Secara teologis manusia dan
mahluk hidup memiliki beberapa persamaan, diantaranya:
-
Sama-sama sebagai ciptaan Allah (Kej. 1)
-
Segala sesuatu yang bernafas memuji Tuhan (Maz 150)
-
Sama-sama milik Allah dan menerima kehidupan dari Allah (Kol.
1: 16-17)
Manusia bukanlah pusat dan
pemilik ciptaan. Kita adalah bagian dari ciptaan. “kita lebih merupakan milik
bumi ketimbang kita sebagai pemilik bumi” (Bryan Sirshio). [1]
II.
TERMINOLOGI
Untuk memahami arti terminologi Teologi Ekologi, maka sebaiknya pada awal
pembahasan ini perlu diberikan penjelasan kedua istilah tersebut, yakni teologi
dan ekologi tersebut. Istilah Teologi berasal dari bahasa Yunani: Theos (Allah)

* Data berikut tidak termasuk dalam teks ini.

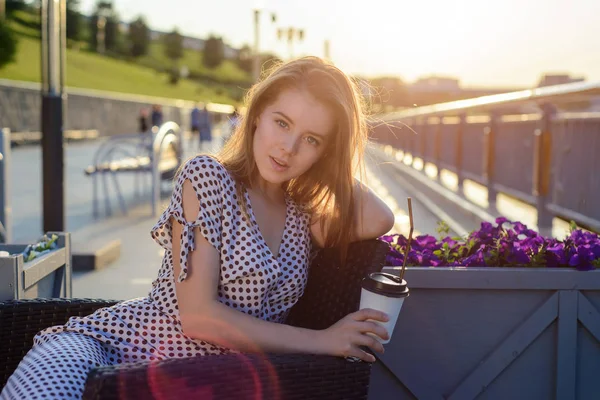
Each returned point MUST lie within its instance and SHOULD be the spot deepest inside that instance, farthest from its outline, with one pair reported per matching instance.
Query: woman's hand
(345, 336)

dan Logia (perkataan-perkataan). Secara sederhana dapat dikatakan bahwa Teologi
adalah: perkatan-perkataan tentang Allah. Istilah Teologia di dalam tujuannya :
berupaya untuk membahasakan isi iman Kristen sejernih dan selogis mungkin.[2]
Maksudnya bahwa pemahaman teologia berarti melibatkan manusia untuk meneliti
lebih jauh secara sengaja, kritis, analitis, logis, argumentatif tentang Allah.
Atau dapat kita katakan bahwa Teologia adalah suatu upaya untuk menyederhanakan
pengertian tentang Allah agar dapa dipahami lebih mudah oleh semua umat
manusia.[3]
Selanjutnya, menurut Webster’s New
World Dictionary istilah ekologi (ecology) yang dikutip dari bahasa Yunani ekologie
(N) atau oikos dijelaskan demikian: oikos artinya rumah atau tempat tinggal.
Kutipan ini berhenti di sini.